Different Combinations of Behavior Change Interventions and Frequencies of Interpersonal Contacts Are Associated with Infant and Young Child Feeding Practices in Bangladesh, Ethiopia, and Vietnam

Sunny S Kim, Phuong Hong Nguyen, Lan Mai Tran, Silvia Alayon, Purnima Menon, Edward A Frongillo, Sunny S Kim, Phuong Hong Nguyen, Lan Mai Tran, Silvia Alayon, Purnima Menon, Edward A Frongillo

Abstract

Background: Social and behavior change communication interventions are integral to improving dietary and care practices, but evidence on the impact of the combination and intensity of these interventions in different contexts is scarce.

Objectives: We examined the extent of and factors associated with intervention exposure: interpersonal communication (IPC) alone or with other interventions (i.e., mass media, community mobilization, or nutrition-sensitive agricultural activities), number of and factors associated with IPC contacts, and combinations of intervention components and number of contacts associated with infant and young child feeding (IYCF) practices.
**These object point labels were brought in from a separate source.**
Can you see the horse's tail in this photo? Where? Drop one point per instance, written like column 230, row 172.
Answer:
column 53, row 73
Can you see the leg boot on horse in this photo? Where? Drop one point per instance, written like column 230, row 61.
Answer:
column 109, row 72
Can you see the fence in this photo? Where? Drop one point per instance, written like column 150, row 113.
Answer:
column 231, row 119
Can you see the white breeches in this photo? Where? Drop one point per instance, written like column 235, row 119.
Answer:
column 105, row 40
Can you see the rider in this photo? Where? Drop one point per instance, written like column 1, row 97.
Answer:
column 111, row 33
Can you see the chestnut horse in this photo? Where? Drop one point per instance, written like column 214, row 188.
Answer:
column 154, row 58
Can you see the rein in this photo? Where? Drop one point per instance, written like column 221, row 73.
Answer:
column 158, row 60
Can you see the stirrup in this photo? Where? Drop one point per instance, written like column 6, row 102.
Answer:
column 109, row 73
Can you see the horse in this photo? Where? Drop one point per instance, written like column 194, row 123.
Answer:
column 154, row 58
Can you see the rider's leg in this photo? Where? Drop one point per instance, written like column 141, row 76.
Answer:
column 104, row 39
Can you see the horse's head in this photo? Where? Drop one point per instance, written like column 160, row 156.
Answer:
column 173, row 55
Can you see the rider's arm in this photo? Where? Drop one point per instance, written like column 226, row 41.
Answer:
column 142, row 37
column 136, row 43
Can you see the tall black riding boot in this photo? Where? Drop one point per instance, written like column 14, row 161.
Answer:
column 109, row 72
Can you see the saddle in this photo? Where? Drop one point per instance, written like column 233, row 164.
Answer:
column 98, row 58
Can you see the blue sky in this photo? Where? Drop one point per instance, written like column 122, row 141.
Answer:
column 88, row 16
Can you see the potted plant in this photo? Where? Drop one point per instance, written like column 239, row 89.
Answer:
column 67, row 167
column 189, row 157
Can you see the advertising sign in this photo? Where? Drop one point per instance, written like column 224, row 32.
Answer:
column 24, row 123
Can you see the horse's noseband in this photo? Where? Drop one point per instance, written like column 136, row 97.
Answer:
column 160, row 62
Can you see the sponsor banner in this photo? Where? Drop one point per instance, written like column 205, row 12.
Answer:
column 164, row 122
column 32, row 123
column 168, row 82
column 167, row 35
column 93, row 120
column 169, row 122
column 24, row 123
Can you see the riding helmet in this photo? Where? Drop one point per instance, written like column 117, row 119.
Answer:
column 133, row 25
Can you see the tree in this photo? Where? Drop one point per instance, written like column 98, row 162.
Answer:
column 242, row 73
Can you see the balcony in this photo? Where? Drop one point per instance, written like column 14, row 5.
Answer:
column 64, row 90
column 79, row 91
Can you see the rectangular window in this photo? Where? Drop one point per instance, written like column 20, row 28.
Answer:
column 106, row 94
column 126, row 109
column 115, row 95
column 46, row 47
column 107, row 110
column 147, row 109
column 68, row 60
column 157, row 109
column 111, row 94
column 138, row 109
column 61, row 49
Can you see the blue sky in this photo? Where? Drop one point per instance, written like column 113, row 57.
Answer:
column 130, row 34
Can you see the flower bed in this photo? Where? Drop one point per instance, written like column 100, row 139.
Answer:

Methods: We used endline survey data from impact evaluations in Bangladesh, Ethiopia, and Vietnam (n = 1001, 1720, and 1001 mothers with children aged <2 y, respectively). Multivariable regression models were used for analyses.

Results: Exposure to the interventions varied in all 3 countries. On average, mothers received 8 visits in the last 6 mo in Bangladesh, 2 visits in the last 3 mo in Ethiopia, and 1 visit in the last 6 mo in Vietnam. Across countries, the factors associated with intervention exposure and number of IPC contacts differed. In Ethiopia, exposure to IPC with other interventions was associated with higher odds of achieving minimum meal frequency (OR: 1.6), minimum dietary diversity (OR: 1.8), and consumption of iron-rich foods (OR: 4.7). In Vietnam, exposure to IPC alone or with mass media was associated with higher odds of exclusive breastfeeding (EBF; OR: 2.8-3.7). Near-monthly visits were associated with 2-3 times higher odds of IYCF practices in Bangladesh and Ethiopia. In Vietnam, even 1 IPC visit was associated with 2 times higher odds of EBF.

Conclusions: Exposure matters for impact, but the combination of behavior change interventions and number of IPC contacts required to support IYCF behavior change are context specific. This trial was registered at www.clinicaltrials.gov as NCT01678716 (Bangladesh), NCT02775552 (Ethiopia), and NCT01676623 (Vietnam).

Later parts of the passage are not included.